Former Gov. Mike Rounds is running his first TV ad of his bid to become South Dakota's next U.S. Senator.

By Dirk Lammers

SIOUX FALLS (AP) — Television ads for the lone Democratic candidate and the Republican front-runner for one of South Dakota's U.S. Senate seats are beginning to hit the airwaves.

Rick Weiland, a Sioux Falls small business owner who once served as a staffer for former U.S. Sen. Tom Daschle, is unopposed on the Democratic side for the seat being vacated by retiring Sen. Tim Johnson. Former South Dakota Gov. Mike Rounds is considered the front-runner among the five Republicans vying for the GOP nomination. The primary is June 3.

Weiland's 30-second ad, titled "Take it Back," features a montage of photos of state residents and video snippets of the Democratic candidate meeting people. The narrator says that if people are going to take back the country, it's going to start in various small towns in South Dakota with someone standing up to say America is supposed to be the land of big hopes and dreams, not big money.

"So if you're tired of taking it in Virgil and Hot Springs, take it back," the narrator says. "Rick Weiland's ready if you are, and we promise they'll be hearing us all the way to D.C."

In Rounds' 60-second spot, titled "Reacquainted," the Republican offers some biographical background before touting his experience as governor from 2003-2010, saying the state balanced its budget each year and kept taxes among the lowest in the nation.

"With your help, we'll change Washington, D.C., cutting bureaucracy and making government live within its means, like we do here in South Dakota," he said. "Working together we can build a better future for ourselves and generations to come."

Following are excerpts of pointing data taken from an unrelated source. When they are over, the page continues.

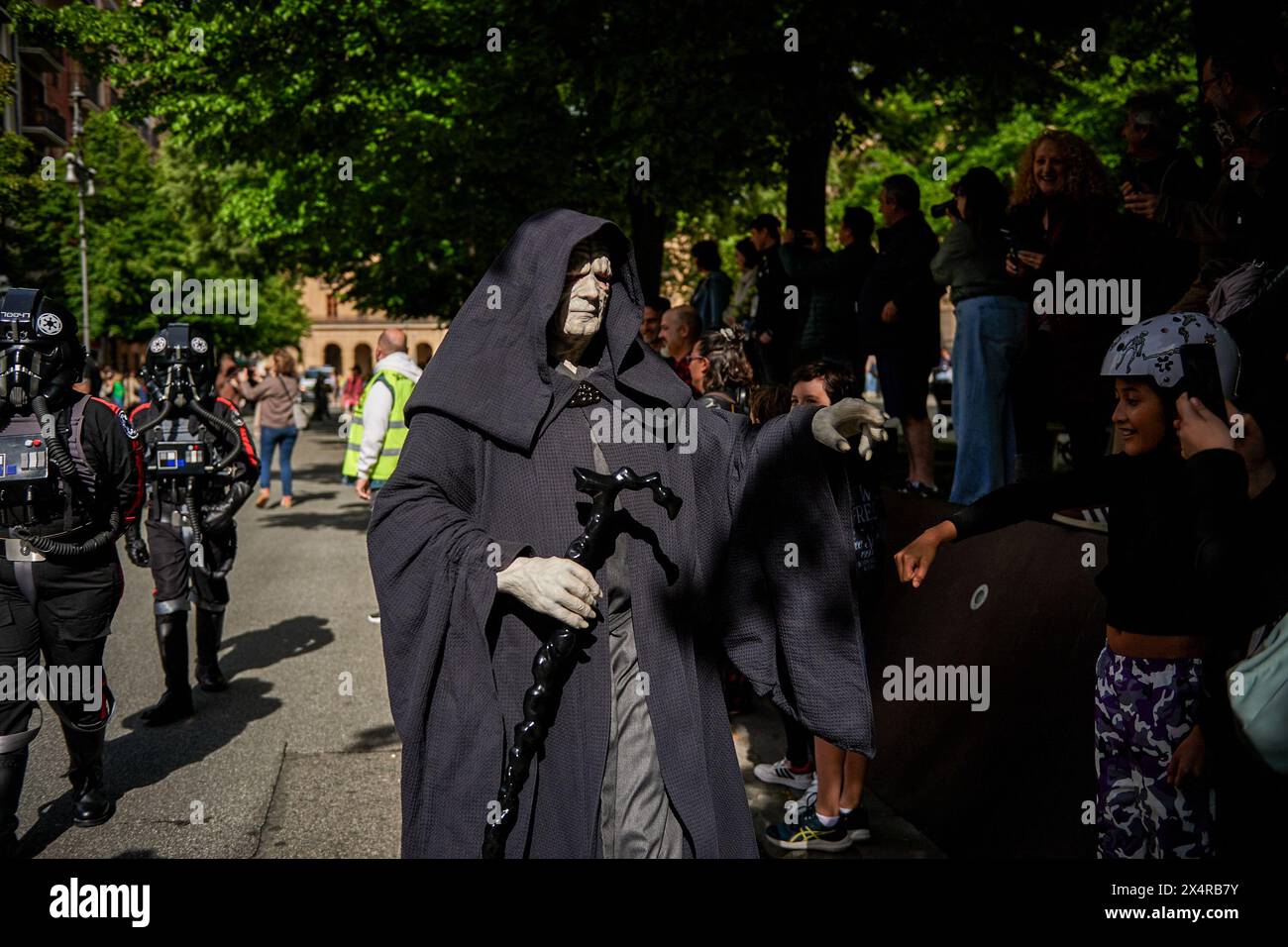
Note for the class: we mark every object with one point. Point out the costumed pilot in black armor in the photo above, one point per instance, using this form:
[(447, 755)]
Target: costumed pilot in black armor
[(200, 470), (71, 480)]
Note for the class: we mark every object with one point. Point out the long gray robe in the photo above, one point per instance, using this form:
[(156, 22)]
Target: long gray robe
[(759, 561)]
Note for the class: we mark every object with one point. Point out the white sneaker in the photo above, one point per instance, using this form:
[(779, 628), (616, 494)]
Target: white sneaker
[(806, 801), (781, 774)]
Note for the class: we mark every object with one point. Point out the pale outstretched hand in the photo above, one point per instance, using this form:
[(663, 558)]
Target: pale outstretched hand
[(832, 425), (553, 586)]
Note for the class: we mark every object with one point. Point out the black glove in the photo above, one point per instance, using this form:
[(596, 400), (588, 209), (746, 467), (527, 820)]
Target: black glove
[(136, 548), (218, 515)]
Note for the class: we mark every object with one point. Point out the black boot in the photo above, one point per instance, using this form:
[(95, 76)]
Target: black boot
[(175, 702), (93, 805), (210, 631), (13, 767)]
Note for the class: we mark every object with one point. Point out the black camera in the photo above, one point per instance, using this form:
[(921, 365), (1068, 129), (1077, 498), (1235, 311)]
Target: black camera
[(945, 209)]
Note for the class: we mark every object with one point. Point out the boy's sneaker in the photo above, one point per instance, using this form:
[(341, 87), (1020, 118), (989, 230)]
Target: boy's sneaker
[(809, 834), (810, 795), (782, 774), (855, 823)]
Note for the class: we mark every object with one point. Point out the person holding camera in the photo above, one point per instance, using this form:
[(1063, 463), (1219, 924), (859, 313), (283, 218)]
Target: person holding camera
[(1061, 222), (274, 395), (990, 333)]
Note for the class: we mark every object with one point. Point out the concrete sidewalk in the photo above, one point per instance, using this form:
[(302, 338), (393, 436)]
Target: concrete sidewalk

Also seeking the GOP nomination are state Rep. Stace Nelson of Fulton, state Sen. Larry Rhoden of Union Center, Yankton attorney and soldier Jason Ravnsborg and Sioux Falls physician Annette Bosworth. Rounds is considered the front-runner for the seat, which provides a prime opportunity for Republicans needing a net gain of six seats to control the U.S. Senate.

Former Republican U.S. Sen. Larry Pressler, who served two terms in the House followed by three Senate terms from 1975 to 1997, is running as an independent. In February, Pressler bought two 30-second local spots during the Oscars broadcast to remind South Dakota residents that he was the lone congressman to turn down a bribe in the real-life 1970s Abscam scandal, which was the focus of best picture nominee "American Hustle."